Die automatische Auswertung von Abgaben soll folgende Aspekte umfassen:

  • Korrektheit der Abgabe mittels Unit-Tests (eine geeignete Struktur für Unit-Tests zu finden ist Gegenstand der Arbeit)
  • Code Coverage (zur Ermittlung unnötigen Codes für die Aufgabenstellung, hierfür sind geeignete und frei verfügbare Code Coverage Lösungen zu ermitteln)
  • Komplexität der Abgabe mittels Komplexitätsmetriken (geeignete und einfach zu erhebende Metriken zu finden, ist Gegenstand der Arbeit)
  • Einhaltung von Programmierkonventionen (z.B. mittels Checkstyle, geeignete Frameworks zu finden ist Gegenstand der Arbeit)

Studierende sollen die automatisierte Auswertung von Abgaben idealerweise aus der Eclipse Entwicklungsplattform heraus anstoßen können. Entsprechend geeignete Plugins sind zu analysieren und deren Eignung zu demonstrieren.

Automatisiertes Feedback für Studierende

Studierende sollen auf Basis dieser Aspekte ein automatisiertes Feedback pro Abgabe

  • in Relation zur Musterlösung
  • aber auch in Relation zur Peergroup der anderen Studierenden

erhalten. Details sind im Verlaufe der Arbeit zu klären.

Leistungsübersicht für Studierende und Lehrende

Lehrende und Studierende sollen auf Basis einer solchen Auswertung schneller einen Überblick über den Leistungsstand erhalten. Die Auswertung soll

  • für eine Abgabe eines Studierenden (Detailansicht einer Abgabe: für den Studierenden und Lehrende),
  • für eine Abgabe über alle Studierenden (Leistungsübersicht einer Abgabe: nur für Lehrende),
  • über alle Abgaben eines Studierenden (Leistungsübersicht eines Studierenden: für den Studierenden und Lehrende),
  • über alle Abgaben aller Studierenden (Leistungsübersicht eines Semesters: nur für Lehrende)

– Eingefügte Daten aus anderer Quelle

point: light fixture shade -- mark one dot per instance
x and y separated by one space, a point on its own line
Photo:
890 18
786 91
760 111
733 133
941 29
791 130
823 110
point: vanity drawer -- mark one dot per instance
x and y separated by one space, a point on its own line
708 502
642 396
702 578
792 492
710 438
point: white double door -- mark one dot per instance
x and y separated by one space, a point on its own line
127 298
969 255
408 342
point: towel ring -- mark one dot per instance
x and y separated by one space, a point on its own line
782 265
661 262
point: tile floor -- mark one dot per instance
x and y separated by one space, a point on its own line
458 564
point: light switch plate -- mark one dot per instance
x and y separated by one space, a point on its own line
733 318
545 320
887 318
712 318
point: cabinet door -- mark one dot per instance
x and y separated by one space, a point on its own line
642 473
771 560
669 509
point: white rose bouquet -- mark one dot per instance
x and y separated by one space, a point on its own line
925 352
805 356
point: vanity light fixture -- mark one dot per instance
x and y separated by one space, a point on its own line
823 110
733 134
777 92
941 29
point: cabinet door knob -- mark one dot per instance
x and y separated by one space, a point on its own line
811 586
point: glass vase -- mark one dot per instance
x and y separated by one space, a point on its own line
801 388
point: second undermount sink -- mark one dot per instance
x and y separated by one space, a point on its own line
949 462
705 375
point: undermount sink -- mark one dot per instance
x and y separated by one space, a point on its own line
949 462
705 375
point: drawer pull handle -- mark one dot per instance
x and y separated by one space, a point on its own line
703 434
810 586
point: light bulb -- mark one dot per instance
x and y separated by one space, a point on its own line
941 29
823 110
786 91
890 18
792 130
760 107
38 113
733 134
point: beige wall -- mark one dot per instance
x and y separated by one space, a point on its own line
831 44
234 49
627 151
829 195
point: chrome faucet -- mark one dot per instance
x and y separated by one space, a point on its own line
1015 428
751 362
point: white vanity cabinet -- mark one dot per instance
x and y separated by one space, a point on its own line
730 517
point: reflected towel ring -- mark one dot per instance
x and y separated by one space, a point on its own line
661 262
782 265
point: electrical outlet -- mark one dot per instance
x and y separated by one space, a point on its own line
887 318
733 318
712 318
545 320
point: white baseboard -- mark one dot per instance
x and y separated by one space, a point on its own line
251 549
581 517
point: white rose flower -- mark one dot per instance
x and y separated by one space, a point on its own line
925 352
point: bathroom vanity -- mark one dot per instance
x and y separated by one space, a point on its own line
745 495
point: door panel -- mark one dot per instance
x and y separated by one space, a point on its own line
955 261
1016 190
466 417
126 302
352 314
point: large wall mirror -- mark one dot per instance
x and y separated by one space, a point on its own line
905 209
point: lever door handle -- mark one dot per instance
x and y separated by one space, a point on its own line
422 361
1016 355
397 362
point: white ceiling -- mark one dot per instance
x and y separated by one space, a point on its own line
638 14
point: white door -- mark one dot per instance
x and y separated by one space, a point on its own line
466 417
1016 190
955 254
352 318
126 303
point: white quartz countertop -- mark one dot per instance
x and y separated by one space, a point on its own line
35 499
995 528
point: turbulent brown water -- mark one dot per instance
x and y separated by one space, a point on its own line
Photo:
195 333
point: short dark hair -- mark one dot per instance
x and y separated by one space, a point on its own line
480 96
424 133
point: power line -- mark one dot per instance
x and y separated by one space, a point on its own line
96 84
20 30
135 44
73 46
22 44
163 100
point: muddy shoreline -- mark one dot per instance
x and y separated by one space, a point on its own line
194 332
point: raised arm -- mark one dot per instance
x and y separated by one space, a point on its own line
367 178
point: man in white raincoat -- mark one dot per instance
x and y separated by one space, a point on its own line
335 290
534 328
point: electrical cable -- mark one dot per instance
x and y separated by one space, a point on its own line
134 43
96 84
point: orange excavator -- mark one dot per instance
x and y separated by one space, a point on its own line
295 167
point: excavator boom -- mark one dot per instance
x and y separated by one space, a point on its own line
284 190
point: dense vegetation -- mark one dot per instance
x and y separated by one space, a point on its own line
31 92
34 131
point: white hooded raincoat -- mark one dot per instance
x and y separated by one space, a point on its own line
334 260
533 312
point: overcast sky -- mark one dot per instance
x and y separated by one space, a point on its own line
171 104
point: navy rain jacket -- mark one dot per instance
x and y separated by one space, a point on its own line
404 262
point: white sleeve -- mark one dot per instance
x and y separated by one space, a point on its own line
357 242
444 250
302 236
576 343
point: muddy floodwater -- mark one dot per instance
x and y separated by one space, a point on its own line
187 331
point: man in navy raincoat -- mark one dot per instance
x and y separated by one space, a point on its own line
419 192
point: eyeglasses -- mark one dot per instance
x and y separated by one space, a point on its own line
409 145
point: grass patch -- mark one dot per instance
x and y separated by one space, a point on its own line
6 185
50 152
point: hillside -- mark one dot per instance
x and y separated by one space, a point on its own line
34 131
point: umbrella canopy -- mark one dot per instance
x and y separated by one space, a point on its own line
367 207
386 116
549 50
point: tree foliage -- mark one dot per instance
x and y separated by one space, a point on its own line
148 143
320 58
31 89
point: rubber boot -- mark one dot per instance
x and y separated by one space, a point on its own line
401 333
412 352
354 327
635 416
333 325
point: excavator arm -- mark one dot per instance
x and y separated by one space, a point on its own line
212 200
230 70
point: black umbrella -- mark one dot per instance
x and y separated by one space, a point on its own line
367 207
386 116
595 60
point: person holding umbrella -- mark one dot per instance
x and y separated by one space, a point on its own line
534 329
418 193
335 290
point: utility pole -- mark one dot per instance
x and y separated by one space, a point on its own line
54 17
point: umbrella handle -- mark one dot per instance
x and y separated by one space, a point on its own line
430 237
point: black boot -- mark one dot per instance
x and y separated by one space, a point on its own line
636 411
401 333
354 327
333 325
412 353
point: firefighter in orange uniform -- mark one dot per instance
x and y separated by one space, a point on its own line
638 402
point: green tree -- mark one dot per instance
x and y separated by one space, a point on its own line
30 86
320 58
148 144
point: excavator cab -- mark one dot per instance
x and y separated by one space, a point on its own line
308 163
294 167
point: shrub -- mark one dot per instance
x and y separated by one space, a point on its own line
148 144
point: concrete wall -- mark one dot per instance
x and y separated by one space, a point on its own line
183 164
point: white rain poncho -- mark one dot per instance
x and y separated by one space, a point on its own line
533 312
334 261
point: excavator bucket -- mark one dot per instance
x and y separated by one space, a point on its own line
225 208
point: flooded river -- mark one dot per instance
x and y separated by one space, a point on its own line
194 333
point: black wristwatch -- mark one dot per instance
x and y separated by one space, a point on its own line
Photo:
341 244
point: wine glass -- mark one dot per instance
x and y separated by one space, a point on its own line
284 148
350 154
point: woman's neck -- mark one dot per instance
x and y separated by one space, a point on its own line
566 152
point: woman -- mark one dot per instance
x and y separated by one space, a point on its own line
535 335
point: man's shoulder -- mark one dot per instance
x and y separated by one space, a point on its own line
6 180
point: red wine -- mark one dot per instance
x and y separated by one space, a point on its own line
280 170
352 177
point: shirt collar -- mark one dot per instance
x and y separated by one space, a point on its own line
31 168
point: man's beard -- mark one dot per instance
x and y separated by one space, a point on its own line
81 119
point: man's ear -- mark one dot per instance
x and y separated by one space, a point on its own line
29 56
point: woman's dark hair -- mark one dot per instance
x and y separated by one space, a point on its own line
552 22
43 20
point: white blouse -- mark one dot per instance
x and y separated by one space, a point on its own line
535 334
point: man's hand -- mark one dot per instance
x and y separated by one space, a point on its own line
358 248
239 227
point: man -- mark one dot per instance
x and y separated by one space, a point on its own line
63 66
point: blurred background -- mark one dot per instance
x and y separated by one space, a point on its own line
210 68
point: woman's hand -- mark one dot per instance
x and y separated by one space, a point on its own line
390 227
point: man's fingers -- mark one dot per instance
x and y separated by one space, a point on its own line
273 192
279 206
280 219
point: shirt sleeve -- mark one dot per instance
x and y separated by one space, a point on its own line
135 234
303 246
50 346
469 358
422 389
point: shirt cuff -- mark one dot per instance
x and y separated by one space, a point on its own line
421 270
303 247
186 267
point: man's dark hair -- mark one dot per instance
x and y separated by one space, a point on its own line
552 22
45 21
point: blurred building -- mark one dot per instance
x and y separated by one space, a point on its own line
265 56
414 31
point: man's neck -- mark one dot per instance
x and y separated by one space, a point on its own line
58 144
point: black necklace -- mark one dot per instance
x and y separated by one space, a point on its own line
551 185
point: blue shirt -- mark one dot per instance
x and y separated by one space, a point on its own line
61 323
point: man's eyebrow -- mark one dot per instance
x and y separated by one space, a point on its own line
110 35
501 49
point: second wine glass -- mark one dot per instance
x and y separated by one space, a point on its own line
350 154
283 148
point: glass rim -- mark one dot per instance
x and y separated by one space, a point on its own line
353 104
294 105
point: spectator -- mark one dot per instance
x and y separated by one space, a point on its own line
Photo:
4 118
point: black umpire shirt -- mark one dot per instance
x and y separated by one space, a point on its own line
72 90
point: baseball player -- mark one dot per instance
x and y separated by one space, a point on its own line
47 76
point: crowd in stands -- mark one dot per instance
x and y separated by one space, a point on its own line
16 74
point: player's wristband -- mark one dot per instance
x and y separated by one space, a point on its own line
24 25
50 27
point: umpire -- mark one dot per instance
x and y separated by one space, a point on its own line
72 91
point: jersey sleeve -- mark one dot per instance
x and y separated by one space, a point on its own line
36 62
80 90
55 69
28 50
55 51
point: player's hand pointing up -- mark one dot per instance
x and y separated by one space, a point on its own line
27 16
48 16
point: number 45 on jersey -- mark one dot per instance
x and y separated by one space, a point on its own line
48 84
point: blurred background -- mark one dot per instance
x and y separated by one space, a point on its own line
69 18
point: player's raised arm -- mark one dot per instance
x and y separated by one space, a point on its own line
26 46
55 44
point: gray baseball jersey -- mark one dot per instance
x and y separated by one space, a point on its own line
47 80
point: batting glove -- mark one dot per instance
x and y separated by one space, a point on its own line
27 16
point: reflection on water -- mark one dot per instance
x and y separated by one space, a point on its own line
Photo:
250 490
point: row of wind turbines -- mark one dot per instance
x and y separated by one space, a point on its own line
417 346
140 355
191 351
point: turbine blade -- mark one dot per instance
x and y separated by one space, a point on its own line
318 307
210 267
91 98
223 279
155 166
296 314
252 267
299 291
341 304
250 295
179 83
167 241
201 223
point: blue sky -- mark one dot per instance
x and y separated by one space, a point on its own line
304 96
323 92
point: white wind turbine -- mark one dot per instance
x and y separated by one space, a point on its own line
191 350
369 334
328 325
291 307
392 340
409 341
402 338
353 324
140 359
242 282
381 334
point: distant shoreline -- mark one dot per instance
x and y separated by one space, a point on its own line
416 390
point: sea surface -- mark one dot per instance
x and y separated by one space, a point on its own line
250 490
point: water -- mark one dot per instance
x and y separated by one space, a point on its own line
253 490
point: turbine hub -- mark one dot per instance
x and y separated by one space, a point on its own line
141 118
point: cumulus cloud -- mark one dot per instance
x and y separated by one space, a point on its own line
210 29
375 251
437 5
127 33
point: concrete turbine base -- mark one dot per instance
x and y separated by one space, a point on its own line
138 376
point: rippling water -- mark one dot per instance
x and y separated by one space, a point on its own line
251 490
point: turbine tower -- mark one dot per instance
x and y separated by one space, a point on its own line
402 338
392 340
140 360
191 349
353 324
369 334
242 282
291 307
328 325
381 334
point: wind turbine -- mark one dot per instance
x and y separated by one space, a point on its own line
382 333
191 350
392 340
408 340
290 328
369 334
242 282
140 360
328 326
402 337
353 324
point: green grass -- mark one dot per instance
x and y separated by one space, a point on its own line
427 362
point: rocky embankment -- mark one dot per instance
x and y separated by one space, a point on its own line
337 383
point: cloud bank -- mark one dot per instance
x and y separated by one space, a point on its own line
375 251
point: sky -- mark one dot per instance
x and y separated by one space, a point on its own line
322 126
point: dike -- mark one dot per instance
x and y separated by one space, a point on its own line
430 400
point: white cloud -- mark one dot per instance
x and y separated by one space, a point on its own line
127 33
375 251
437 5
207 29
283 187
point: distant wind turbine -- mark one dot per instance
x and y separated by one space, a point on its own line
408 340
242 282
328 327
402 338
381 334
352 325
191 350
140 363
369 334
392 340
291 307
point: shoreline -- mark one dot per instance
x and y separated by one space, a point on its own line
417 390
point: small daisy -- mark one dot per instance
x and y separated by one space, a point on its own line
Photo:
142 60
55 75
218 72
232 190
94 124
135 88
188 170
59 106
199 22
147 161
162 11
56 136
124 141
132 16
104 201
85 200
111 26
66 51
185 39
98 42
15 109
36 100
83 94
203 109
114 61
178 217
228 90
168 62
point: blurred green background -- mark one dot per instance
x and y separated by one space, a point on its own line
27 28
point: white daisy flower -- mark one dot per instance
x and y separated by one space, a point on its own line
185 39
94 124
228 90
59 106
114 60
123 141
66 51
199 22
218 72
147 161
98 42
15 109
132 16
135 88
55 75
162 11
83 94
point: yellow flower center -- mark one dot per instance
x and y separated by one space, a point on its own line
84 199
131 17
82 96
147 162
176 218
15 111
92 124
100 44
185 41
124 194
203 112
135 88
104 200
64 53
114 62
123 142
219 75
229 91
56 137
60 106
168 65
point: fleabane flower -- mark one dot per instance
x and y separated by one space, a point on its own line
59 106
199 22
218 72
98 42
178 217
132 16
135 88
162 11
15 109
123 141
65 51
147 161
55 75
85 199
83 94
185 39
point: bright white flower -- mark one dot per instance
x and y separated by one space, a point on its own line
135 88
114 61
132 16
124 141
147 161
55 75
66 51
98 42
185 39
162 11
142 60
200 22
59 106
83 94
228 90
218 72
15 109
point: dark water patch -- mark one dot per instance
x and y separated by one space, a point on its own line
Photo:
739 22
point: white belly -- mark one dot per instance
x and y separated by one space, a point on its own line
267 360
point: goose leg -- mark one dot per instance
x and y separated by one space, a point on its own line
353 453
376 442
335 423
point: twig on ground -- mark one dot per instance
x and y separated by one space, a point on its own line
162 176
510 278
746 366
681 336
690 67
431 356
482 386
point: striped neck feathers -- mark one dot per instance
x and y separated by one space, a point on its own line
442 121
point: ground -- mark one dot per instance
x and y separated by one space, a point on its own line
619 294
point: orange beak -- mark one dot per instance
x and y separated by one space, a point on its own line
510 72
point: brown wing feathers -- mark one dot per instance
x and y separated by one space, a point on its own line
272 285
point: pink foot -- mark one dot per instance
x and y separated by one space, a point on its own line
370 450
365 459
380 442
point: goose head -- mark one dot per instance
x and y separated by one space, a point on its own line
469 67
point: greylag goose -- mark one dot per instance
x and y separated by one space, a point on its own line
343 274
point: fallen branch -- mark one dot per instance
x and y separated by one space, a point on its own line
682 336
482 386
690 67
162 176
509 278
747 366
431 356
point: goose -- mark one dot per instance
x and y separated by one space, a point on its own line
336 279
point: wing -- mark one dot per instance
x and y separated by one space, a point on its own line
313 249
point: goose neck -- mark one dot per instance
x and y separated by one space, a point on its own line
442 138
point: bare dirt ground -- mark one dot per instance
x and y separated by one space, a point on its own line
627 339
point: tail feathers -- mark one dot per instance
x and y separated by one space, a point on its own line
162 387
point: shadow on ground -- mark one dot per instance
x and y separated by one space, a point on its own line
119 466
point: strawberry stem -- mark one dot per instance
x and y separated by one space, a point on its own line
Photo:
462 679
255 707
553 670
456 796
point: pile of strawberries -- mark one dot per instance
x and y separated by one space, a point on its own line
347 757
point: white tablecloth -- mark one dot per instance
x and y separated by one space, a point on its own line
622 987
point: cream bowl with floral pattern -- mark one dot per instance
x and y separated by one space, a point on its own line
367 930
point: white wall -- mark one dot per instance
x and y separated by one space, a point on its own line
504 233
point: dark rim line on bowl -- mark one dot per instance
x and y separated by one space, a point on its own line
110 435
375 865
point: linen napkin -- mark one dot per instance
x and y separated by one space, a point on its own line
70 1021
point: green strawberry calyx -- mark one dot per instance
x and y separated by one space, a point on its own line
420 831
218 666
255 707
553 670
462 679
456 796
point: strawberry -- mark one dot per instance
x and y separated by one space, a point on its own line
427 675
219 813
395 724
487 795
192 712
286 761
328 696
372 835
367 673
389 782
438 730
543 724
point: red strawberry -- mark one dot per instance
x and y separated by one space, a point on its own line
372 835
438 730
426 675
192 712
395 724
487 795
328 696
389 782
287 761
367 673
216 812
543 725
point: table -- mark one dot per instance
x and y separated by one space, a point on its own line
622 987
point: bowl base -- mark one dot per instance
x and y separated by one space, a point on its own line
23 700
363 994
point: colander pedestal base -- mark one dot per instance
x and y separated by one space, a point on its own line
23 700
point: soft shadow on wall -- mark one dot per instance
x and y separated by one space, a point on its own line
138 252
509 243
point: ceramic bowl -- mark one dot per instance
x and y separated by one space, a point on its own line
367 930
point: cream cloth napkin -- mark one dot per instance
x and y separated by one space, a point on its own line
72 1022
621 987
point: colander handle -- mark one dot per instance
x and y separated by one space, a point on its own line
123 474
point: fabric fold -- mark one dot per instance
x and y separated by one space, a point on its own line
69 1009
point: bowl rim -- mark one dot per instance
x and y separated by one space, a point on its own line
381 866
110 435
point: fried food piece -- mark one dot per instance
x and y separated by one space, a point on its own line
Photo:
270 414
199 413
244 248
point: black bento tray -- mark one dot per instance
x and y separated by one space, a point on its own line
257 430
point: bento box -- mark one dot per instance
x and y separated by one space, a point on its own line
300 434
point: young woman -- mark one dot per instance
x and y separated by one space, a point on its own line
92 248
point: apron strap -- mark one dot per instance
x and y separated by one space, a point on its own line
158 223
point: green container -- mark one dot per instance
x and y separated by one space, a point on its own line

möglich sein. Details sind im Verlaufe der Arbeit zu klären.

Teilaufgaben

Hierzu müssen im Detail folgende Teilaufgaben bearbeitet und dokumentiert (Bachelorarbeit) werden:

  • Durchführen einer Anforderungsanalyse.
    • Dies beinhaltet die Analyse des bestehenden Aufgabenkatalogs der Programmierveranstaltung Prog I (Inf).
    • Ferner sind insbesondere bestehende Continuous Integration Lösungen hinsichtlich Eignung für den dargestellten Einsatzzweck zu analysieren.
  • Aufbau einer Continuous Integration Lösung zur automatisierten Evaluation von Abgaben im Rahmen von Programmier-Praktika.
    • Die Lösung soll in einer containerisierten Form mittels Docker ausgebracht werden können.
    • Die Lösung muss Accounts für eine Vielzahl von Studierenden schnell und einfach erzeugen können.
    • Die Lösung muss die oben genannten Auswertungs-Aspekte abdecken.
    • Die Lösung muss sowohl ein Feedback bezogen auf die Musterlösung als auch auf die Peergroup generieren können.
    • Die Lösung muss eine Leistungsübersicht für Studierende und Lehrende darstellen können.
  • Der Nachweis der Realisierbarkeit soll anhand mindestens 8 Aufgaben des Aufgabenkatalogs Prog I erfolgen.
    • Die zu betrachtenden Aufgaben sollen dabei aus dem ersten, dem zweiten, dem dritten und dem vierten Viertel des ersten Semesters stammen.
    • Ergänzend sollen drei Aufgaben aus dem ersten, zweiten und dritten Drittel des zweiten Semesters betrachtet werden, um abzuleiten inwiefern das Konzept auf freiere und komplexere Aufgabenstellungen übertragbar ist.
    • Auf Basis dieser Aufgaben soll ein “Kochrezept” abgeleitet und dokumentiert werden, wie beliebige Aufgaben des Aufgabenkatalogs umgewandelt/umgeschrieben werden müssen, damit sie einer automatisierten Evaluierung unterworfen werden können.
    • Es sind entsprechende Empfehlung zur Umgestaltung des Aufgabenkatalogs abzuleiten und zu dokumentieren.
    • Es ist ein Template zu erstellen, nach dem neue Aufgaben für den Aufgabenkatalog erstellt werden können.
  • Begleitende Dokumentation der oben angegebenen Schritte, Designentscheidungen und Ergebnisse (Bachelorarbeit)
    • Die Dokumentation muss zusätzlich zu den üblichen Anforderungen an eine Bachelorarbeit, die folgenden Punkte umfassen:
    • Die Dokumentation muss insbesondere einen Anhang beinhalten, wie die Lösung betrieben und konfiguriert werden kann.
    • Die Dokumentation muss ein Kochrezept beinhalten, wie Aufgaben formuliert und gestaltet sein müssen, um diese einer automatisierten Auswertung unterwerfen zu können.

Sollten sich während der Bearbeitung dieser Arbeit einzelne Aspekte als schwer realisierbar erweisen, kann die Aufgabenstellung - nach plausiblem Nachweis der Schwierigkeit - angepasst werden.